Erdoğan Alayumat, a journalist working for Mezopotamya Agency (MA), who was awarded the 2020 Musa Anter Journalism Prize with his special report on ‘Kilyos Cemetery’ observes that “Apê Musa spent a great deal of his life in prisons and was tortured for the sake of the Kurdish struggle. For everybody working in the Kurdish media, he is a mentor.
“He is the manifestation of free media. They killed him because they wanted to end the Kurdish struggle, yet they couldn’t achieve this goal. Thousands of young journalists have taken over his pen and advance towards the most crucial news”, noted Alayumat. “The mentality that said in 1930 in Ağrı that ‘this is where the imaginary Kurdistan lies’ wanted to realize the same with the deceased in Garzan Cemetery. They buried 261 deceased bodies, kidnapped from Garzan, in the cemetery under the pavements of Kilyos”.
The award Alayumat received symbolically embraces Apê Musa: “The truth calls out to us. What Apê Musa did was to carry the voice of truth. As free media workers, we hear that voice. We are only the followers, the pupils of our ancestor colleagues, who put their own lives in the middle of the fire to uncover the truth. Kurdish media not only reveals, but also flings the truth in the faces of those who aim to conceal it. Read the news articles of the journalists who were given the awards. You will see that they all touch these crucial truths”.

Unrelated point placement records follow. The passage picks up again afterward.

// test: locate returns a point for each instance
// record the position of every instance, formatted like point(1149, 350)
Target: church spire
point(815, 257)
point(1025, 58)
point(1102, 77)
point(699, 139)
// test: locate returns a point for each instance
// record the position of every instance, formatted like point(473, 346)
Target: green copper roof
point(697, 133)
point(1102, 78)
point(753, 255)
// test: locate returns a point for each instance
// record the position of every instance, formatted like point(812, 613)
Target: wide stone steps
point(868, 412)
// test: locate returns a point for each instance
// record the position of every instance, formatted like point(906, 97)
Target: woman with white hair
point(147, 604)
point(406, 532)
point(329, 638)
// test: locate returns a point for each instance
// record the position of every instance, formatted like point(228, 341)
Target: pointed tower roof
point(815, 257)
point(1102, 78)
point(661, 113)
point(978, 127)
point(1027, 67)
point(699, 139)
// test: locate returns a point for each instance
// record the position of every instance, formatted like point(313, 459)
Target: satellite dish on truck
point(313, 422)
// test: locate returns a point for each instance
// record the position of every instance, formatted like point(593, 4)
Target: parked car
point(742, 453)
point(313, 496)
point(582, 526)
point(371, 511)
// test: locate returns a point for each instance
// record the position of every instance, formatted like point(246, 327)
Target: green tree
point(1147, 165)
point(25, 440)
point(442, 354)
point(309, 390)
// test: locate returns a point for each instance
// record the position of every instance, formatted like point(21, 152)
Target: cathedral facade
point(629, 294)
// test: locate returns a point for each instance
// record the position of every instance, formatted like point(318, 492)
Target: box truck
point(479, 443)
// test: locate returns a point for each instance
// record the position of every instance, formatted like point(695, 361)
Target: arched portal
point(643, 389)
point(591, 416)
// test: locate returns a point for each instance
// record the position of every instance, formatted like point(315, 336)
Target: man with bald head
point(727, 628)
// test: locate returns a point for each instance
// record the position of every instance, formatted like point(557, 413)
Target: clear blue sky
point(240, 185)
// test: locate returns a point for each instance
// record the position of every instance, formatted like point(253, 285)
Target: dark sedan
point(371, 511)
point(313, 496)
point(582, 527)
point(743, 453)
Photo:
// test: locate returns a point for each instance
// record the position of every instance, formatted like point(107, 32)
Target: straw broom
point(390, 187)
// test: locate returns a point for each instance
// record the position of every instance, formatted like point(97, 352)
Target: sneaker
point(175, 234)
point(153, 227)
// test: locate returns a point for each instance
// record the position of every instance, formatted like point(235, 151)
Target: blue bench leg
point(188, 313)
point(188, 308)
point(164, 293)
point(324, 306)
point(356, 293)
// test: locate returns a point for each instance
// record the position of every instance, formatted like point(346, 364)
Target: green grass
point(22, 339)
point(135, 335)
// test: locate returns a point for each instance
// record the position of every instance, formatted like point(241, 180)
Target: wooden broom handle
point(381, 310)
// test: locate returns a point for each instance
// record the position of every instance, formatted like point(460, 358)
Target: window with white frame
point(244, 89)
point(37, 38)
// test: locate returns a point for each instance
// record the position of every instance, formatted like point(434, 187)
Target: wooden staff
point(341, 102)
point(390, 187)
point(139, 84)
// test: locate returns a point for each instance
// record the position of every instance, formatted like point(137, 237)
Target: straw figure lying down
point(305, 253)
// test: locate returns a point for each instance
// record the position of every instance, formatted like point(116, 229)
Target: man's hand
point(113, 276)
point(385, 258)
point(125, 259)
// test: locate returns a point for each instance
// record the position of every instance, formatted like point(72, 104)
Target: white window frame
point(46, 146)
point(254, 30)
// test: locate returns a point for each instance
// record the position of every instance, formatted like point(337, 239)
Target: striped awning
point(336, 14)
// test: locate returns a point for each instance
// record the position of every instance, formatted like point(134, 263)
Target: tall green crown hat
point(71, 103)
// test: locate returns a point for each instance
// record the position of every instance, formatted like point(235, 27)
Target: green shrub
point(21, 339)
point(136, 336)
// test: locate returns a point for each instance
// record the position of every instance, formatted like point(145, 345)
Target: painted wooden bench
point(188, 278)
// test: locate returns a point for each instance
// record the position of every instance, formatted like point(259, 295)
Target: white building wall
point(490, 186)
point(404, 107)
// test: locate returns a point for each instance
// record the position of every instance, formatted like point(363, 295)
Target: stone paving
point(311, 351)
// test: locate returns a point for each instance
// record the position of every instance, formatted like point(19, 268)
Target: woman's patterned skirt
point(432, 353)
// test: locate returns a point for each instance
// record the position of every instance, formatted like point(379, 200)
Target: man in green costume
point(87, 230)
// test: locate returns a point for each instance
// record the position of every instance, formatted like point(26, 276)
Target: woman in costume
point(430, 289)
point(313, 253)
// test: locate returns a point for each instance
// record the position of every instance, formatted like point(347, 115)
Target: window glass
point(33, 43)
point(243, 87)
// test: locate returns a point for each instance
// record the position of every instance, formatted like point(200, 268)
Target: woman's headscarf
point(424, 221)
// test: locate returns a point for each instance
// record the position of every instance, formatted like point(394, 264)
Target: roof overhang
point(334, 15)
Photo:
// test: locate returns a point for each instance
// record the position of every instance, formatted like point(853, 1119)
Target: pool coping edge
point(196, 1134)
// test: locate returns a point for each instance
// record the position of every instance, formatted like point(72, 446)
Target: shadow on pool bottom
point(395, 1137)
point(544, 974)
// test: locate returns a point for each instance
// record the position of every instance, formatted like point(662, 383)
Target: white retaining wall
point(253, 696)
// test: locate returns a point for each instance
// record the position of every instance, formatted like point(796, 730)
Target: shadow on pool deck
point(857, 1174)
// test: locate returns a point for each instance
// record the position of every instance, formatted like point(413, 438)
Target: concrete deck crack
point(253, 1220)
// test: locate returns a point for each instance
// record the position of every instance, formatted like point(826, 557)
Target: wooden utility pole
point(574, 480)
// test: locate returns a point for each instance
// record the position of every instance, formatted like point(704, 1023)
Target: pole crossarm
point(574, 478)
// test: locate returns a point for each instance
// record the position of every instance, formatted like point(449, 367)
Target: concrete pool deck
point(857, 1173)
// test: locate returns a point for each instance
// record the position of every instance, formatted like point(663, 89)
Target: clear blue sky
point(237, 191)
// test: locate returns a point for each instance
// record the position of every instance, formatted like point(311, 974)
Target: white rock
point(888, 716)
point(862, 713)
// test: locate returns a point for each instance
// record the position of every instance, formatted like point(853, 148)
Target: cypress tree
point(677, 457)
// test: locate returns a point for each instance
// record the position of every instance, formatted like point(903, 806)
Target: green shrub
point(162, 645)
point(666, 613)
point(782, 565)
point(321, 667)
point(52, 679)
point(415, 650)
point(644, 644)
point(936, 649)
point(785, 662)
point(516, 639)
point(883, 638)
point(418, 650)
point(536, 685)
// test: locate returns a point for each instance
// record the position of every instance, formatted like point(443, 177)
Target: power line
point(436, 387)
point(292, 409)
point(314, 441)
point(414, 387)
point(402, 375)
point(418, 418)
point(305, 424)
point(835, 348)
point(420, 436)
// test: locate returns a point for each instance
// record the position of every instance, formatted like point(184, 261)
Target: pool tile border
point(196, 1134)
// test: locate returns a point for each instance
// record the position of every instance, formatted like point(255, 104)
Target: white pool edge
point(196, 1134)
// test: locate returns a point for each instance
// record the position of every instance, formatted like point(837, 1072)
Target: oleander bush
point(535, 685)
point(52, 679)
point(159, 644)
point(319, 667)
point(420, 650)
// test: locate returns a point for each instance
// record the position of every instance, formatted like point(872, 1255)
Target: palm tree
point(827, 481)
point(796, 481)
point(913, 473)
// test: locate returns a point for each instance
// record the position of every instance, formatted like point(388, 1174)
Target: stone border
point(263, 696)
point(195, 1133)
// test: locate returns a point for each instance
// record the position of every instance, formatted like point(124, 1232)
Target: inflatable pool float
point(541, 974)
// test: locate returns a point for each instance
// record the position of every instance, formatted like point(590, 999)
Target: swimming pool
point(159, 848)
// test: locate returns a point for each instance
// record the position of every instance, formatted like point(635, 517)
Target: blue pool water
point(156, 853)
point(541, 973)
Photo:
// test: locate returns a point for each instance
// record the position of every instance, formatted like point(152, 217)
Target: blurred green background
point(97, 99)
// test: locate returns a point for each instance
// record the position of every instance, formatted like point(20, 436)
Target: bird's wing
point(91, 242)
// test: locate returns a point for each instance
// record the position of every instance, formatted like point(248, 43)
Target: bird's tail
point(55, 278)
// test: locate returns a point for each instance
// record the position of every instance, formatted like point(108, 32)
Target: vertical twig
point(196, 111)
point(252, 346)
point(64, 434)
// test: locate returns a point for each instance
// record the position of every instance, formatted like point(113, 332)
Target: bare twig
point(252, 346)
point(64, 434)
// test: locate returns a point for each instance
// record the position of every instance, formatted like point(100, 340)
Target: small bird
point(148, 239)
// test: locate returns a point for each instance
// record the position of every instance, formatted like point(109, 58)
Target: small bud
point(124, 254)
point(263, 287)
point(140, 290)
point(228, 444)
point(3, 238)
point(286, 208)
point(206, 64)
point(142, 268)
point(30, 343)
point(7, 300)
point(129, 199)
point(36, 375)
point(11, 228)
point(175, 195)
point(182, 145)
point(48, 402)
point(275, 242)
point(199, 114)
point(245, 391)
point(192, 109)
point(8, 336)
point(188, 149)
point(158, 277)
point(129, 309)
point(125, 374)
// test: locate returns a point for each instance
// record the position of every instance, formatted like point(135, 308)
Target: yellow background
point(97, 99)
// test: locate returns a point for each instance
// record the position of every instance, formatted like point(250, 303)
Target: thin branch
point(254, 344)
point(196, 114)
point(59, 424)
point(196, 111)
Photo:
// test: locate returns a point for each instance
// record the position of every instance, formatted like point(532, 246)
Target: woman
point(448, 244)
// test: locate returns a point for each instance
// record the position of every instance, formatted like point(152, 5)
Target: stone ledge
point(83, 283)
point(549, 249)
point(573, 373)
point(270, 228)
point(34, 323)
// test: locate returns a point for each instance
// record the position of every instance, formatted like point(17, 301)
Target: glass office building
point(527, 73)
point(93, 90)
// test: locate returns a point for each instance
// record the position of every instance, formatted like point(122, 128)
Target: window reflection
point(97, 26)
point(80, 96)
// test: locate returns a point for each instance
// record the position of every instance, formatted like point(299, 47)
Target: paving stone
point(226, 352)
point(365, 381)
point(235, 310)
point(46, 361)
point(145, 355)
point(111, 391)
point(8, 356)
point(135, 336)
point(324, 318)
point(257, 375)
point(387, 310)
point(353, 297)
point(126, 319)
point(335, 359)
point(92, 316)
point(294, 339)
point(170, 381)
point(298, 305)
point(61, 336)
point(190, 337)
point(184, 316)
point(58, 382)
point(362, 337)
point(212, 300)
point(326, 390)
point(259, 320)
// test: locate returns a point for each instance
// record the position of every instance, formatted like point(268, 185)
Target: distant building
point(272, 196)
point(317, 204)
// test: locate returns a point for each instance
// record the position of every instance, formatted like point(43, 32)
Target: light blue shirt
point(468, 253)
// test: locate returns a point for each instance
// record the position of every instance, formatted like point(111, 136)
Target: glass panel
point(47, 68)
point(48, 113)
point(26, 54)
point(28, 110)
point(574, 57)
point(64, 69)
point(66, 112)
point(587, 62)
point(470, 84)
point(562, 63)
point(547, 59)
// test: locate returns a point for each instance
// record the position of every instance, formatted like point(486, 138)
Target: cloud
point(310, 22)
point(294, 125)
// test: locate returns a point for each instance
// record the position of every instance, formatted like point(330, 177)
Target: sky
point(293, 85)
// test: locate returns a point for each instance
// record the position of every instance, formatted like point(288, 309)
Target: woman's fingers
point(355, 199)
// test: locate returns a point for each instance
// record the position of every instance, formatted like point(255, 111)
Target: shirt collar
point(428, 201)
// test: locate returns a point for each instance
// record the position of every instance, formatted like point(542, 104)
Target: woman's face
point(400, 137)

For Alayumat, journalism is not only a profession for many Kurdish journalists: “Some of our parents were killed in unsolved murders. Villages were burned down; they all had a cause to be heard, yet there were no media tools available that could act to be their voices. As a response to this cruelty and pressure, we have taken to the pen to write our own stories; this is exactly what we do. So chasing and uncovering the truth is not just a professional responsibility, it is a responsibility to our own people and humanity”.
The free press: “This tradition gets younger as it gets older”
Charged for his journalistic activities, Turkish judges sent Alayumat to prison in 2017. “To demand peace is a gruelling task in itself”, he notes. “It is impossible to oversee the fact that so many people have been killed in these lands. I simply saw this and reported it. The price for this was one year in prison. This is a medal of honour for me because some people were irritated because of the truths I reported.
“Journalism is anywhere you go; whether it is prison or the street. Therefore, being in prison did not end my commitment as a journalist. Actually, it brought an additional layer of responsibility, because whilst I was in prison, I was at the centre of the news as there are thousands of violations of human rights occurring there”.
To work in the free press, for Alayumat, is “to wear a shirt of fire and a responsibility that millions of people have put on our shoulders”. Noting that the anniversary of the foundation of his agency is the same as the anniversary of the death of Musa Anter, he said: “The tradition of Apê Musa is at the centre of Mezopotamya Agency. Apê Musa is a plane tree of one hundred years and we bloom from the roots of this huge tree. Together with the free press and MA, this tree rejuvenates, refreshes itself. That’s why this tradition gets younger as it gets older”.
Alayumat reminds us that there are still 261 dead bodies under Kilyos pavement, waiting to be reunited with their families: “It is simply the truth buried in concrete. I invite all my colleagues to turn their eyes, their cameras and their souls to the Kilyos Cemetery in Istanbul in order to unearth the truth”.